A new Python-based remote access Trojan (RAT) identified as PylangGhost has emerged in cyber campaigns linked to the North Korean-aligned group Famous Chollima. Research from Cisco Talos highlights that this malware operates similarly to the previously documented GolangGhost, targeting individuals well-versed in cryptocurrency and blockchain technologies.

Fake Job Sites Deliver PylangGhost

Recent campaigns have seen attackers utilizing fake job interviews as a means to lure victims into executing malicious code. These operations primarily target Windows users with the Python variant, while the Golang-based RAT continues its assault on MacOS systems. Notably, Linux users are currently excluded from this wave of attacks.

The attack vector begins with fraudulent job postings, impersonating reputable crypto companies such as Coinbase and Uniswap. Jobseekers are directed to skill-testing websites developed with React, where they are prompted to enter personal information and engage in a series of tasks. Upon completing these tasks, users are instructed to record a video requiring camera access and are subsequently guided to install counterfeit video drivers via command line.

The malicious command initiates the download of a ZIP archive, which houses Python modules along with a Visual Basic script. This script unzips the archive and activates the Trojan using a disguised Python interpreter labeled nvidia.py.

PylangGhost Capabilities and Architecture

PylangGhost consists of six primary modules, all crafted in Python:

– nvidia.py: Initializes the RAT, ensures persistence, and establishes communication with the command-and-control (C2) server.
– config.py: Defines configuration settings and accepted commands.
– command.py: Manages C2 commands such as file transfers, OS shell access, and data exfiltration.
– auto.py: Focuses on stealing credentials and cookies from over 80 browser extensions.
– api.py: Facilitates encrypted communication with the C2 server using RC4 encryption.
– util.py: Handles file compression tasks.
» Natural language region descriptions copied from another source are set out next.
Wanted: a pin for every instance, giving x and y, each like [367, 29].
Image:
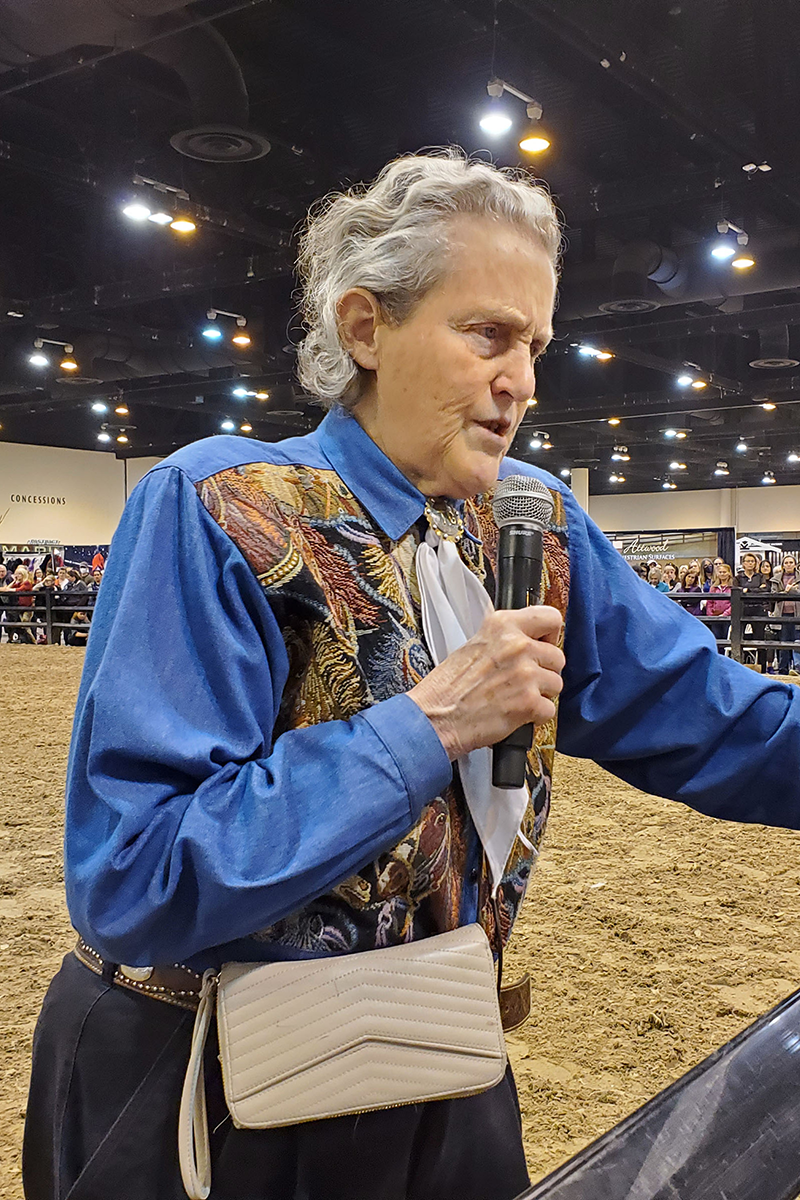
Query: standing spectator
[720, 607]
[767, 654]
[788, 661]
[692, 583]
[23, 586]
[669, 576]
[655, 581]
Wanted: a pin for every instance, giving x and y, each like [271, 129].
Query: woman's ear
[359, 315]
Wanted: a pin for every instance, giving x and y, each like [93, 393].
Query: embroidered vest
[346, 599]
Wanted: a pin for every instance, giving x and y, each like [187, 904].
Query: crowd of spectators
[23, 612]
[704, 589]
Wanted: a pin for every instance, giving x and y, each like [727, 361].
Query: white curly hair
[391, 239]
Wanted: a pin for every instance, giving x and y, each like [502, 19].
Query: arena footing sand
[651, 934]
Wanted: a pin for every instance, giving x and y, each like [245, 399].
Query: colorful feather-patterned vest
[346, 599]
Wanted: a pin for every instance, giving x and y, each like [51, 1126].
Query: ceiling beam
[152, 286]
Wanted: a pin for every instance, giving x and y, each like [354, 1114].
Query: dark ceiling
[654, 108]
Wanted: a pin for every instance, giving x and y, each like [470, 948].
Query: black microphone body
[518, 579]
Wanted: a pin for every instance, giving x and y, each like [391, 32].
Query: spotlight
[495, 121]
[136, 211]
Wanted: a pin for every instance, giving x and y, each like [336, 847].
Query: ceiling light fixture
[136, 211]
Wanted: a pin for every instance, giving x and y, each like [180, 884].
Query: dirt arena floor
[653, 935]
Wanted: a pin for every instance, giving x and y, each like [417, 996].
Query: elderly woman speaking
[266, 765]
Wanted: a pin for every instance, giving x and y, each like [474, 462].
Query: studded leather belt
[175, 984]
[180, 985]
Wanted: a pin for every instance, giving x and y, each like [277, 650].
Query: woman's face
[451, 384]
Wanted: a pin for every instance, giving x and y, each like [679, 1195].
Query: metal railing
[749, 615]
[49, 612]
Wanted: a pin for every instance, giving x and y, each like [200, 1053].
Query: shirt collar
[374, 480]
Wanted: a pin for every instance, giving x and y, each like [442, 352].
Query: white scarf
[453, 607]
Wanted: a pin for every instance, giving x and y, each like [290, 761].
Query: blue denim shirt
[188, 827]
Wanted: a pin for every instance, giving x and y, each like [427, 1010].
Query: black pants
[102, 1121]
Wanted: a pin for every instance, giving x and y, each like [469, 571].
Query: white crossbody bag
[343, 1035]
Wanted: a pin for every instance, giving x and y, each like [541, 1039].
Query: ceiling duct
[635, 267]
[199, 57]
[774, 349]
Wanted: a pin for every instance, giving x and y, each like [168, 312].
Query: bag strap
[193, 1151]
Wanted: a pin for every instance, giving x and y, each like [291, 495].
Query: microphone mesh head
[522, 498]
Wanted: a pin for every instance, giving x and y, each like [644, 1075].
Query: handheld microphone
[523, 508]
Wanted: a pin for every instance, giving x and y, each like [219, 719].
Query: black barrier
[47, 615]
[726, 1131]
[747, 612]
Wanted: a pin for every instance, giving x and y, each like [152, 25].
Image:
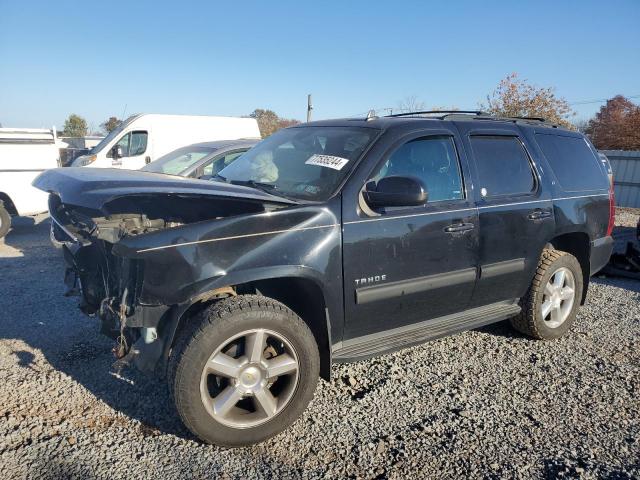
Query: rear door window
[573, 162]
[503, 166]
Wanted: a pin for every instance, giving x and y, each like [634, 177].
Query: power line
[587, 102]
[578, 102]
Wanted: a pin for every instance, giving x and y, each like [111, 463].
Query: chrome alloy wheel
[250, 378]
[559, 295]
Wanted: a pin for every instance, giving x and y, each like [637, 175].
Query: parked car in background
[332, 241]
[143, 138]
[200, 159]
[24, 154]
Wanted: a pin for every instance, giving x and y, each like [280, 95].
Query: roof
[218, 144]
[431, 118]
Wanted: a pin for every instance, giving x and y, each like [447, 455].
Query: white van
[145, 137]
[24, 154]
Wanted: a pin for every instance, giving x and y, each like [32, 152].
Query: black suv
[328, 242]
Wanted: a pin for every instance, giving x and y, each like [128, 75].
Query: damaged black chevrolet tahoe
[328, 242]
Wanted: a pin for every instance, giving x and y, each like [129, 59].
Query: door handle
[459, 227]
[539, 214]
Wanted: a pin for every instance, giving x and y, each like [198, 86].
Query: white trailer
[142, 138]
[24, 154]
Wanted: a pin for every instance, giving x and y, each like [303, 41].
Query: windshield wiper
[265, 187]
[217, 176]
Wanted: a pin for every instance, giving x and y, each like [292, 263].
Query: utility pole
[309, 107]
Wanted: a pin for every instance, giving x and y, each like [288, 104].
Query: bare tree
[411, 104]
[269, 122]
[616, 126]
[75, 126]
[516, 98]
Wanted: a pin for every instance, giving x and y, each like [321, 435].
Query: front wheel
[552, 301]
[5, 220]
[243, 371]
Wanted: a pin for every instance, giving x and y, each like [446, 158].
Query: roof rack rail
[446, 112]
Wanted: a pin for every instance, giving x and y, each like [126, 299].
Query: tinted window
[132, 144]
[573, 162]
[174, 163]
[138, 143]
[433, 160]
[123, 143]
[503, 166]
[217, 164]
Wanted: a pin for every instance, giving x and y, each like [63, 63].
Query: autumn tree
[411, 104]
[111, 124]
[269, 122]
[616, 126]
[515, 97]
[75, 126]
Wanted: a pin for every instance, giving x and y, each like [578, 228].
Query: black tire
[5, 221]
[209, 330]
[529, 321]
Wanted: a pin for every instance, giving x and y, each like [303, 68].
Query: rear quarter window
[573, 162]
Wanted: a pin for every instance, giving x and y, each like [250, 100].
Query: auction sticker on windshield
[327, 161]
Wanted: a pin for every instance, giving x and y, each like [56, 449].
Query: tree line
[616, 126]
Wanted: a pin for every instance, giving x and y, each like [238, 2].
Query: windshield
[303, 162]
[176, 162]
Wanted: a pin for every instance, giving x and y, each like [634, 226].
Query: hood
[93, 188]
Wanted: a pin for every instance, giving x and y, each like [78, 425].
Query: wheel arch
[8, 204]
[577, 244]
[301, 294]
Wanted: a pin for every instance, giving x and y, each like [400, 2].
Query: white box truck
[142, 138]
[24, 154]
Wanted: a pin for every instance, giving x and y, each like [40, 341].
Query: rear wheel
[5, 221]
[244, 371]
[552, 301]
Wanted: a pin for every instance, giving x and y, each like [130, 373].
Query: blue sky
[228, 58]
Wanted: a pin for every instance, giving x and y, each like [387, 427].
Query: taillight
[612, 208]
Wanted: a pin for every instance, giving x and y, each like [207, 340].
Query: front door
[134, 149]
[406, 265]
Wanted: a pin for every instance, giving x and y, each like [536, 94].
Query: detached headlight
[85, 160]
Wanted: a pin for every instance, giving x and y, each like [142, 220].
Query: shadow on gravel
[563, 468]
[33, 310]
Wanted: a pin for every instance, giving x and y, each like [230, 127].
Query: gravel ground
[487, 403]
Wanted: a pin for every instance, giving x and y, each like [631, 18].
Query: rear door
[403, 265]
[515, 211]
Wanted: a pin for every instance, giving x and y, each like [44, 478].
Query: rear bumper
[601, 249]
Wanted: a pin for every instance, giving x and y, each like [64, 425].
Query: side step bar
[390, 340]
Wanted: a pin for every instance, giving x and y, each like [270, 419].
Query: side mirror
[396, 191]
[116, 152]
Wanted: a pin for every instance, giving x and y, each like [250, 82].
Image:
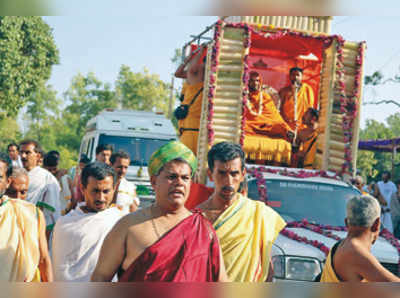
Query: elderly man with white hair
[351, 259]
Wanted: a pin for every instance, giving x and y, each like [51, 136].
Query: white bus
[139, 133]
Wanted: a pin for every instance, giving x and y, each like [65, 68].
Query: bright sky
[101, 44]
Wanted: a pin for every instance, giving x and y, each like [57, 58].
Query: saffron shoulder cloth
[188, 252]
[19, 241]
[246, 231]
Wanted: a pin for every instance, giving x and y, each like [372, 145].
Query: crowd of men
[104, 235]
[388, 195]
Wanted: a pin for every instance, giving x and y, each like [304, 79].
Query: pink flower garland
[213, 80]
[347, 106]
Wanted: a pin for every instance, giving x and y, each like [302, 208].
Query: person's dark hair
[120, 154]
[243, 186]
[41, 152]
[6, 159]
[178, 159]
[254, 74]
[314, 113]
[387, 173]
[99, 171]
[84, 159]
[54, 152]
[38, 148]
[104, 147]
[293, 69]
[50, 160]
[12, 145]
[225, 152]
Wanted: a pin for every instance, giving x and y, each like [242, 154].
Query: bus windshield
[139, 149]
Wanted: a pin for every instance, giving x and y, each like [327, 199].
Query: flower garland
[348, 106]
[260, 181]
[213, 79]
[325, 230]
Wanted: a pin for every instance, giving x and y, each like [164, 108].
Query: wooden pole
[171, 98]
[393, 157]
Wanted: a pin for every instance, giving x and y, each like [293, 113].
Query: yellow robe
[192, 121]
[246, 231]
[305, 100]
[328, 273]
[269, 121]
[19, 241]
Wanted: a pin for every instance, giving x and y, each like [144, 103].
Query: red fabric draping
[282, 53]
[189, 252]
[198, 194]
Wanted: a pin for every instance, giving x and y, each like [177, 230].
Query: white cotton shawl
[77, 241]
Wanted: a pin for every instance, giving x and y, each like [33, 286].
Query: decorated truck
[311, 201]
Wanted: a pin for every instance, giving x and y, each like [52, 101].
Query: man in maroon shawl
[164, 242]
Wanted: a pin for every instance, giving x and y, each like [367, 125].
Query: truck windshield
[139, 149]
[317, 202]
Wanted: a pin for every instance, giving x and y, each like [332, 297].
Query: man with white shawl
[44, 189]
[78, 236]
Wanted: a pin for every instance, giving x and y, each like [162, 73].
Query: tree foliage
[27, 54]
[142, 90]
[372, 164]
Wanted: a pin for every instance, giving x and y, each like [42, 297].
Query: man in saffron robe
[306, 141]
[262, 116]
[164, 242]
[192, 69]
[245, 228]
[24, 254]
[351, 259]
[297, 93]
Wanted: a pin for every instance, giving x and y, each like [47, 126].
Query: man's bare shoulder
[203, 206]
[136, 220]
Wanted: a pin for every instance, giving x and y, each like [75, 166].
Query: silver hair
[17, 172]
[362, 211]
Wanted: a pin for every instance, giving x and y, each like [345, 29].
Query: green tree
[87, 96]
[43, 109]
[27, 54]
[142, 90]
[9, 132]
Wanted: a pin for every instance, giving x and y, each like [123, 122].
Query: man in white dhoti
[13, 153]
[19, 183]
[125, 191]
[384, 191]
[44, 190]
[78, 236]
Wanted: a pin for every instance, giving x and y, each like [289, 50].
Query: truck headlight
[296, 268]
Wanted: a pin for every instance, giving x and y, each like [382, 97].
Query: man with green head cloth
[164, 242]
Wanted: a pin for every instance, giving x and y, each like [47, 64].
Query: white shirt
[44, 191]
[77, 241]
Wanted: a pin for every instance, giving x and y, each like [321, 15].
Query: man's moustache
[227, 188]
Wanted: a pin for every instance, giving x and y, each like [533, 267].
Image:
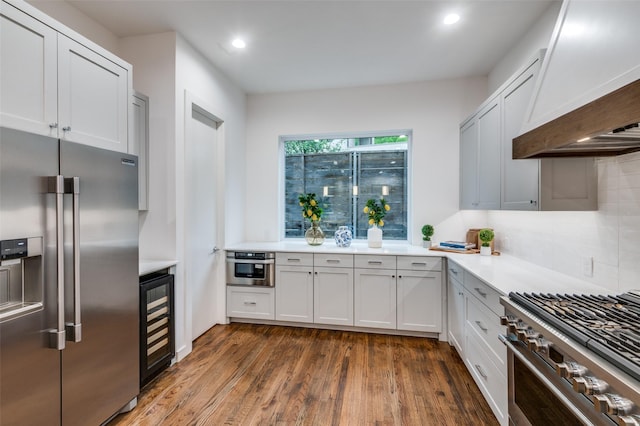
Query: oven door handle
[547, 383]
[254, 261]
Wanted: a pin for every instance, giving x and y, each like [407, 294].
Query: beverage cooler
[157, 325]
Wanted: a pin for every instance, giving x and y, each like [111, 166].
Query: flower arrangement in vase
[311, 210]
[486, 236]
[427, 232]
[376, 212]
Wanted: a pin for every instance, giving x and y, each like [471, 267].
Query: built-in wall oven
[251, 268]
[573, 360]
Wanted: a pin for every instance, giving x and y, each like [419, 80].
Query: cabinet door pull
[481, 327]
[480, 292]
[480, 371]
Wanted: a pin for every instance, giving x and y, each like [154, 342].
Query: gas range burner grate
[608, 325]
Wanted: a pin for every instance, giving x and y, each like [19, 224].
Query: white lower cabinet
[251, 302]
[474, 312]
[333, 295]
[419, 301]
[294, 293]
[375, 298]
[294, 287]
[490, 378]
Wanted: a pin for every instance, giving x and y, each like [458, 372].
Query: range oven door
[538, 396]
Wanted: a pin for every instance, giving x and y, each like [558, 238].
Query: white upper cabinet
[469, 165]
[28, 81]
[92, 97]
[519, 177]
[57, 83]
[491, 179]
[489, 136]
[593, 51]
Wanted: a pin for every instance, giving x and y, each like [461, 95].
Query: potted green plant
[486, 236]
[376, 213]
[427, 232]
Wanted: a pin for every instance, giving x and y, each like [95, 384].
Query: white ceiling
[307, 44]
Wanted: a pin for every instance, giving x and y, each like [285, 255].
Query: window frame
[343, 135]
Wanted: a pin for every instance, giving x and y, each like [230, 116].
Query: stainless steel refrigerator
[69, 345]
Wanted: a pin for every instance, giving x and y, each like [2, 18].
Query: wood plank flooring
[244, 374]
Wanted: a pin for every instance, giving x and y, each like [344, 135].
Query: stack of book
[456, 245]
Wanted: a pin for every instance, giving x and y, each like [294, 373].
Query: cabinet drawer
[249, 302]
[484, 293]
[294, 259]
[419, 263]
[491, 379]
[333, 260]
[455, 271]
[375, 262]
[487, 326]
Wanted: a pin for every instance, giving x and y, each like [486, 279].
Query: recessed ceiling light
[451, 18]
[239, 43]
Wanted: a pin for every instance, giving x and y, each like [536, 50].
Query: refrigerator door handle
[57, 335]
[74, 329]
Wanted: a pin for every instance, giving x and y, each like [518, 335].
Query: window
[344, 173]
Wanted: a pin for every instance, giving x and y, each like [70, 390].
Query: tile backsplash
[601, 246]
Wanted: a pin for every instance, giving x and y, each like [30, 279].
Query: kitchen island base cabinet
[251, 302]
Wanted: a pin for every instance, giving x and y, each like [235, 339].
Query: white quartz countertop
[507, 273]
[390, 248]
[504, 273]
[146, 266]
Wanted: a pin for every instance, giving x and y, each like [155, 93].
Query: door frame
[183, 296]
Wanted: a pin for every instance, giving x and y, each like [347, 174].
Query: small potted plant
[376, 213]
[427, 232]
[486, 236]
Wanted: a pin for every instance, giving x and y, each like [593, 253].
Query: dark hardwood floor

This malware grants attackers the capability to remotely control infected machines, upload or download files, and extract sensitive information, including credentials from services like Metamask, 1Password, and Phantom.

Close Parallels with Golang Version

A detailed comparison of the module structure and naming conventions between the Python and Golang versions reveals significant similarities, indicating either a shared developer or close collaboration between the authors of both variants. Although the Python version is designated as version 1.0 and the Golang version as 2.0, researchers advise against drawing conclusions based solely on these version labels.

Cisco Talos has reported no instances of Cisco users falling victim to these attacks. Most of the identified victims are situated in India, and overall impact assessments remain limited according to open-source intelligence.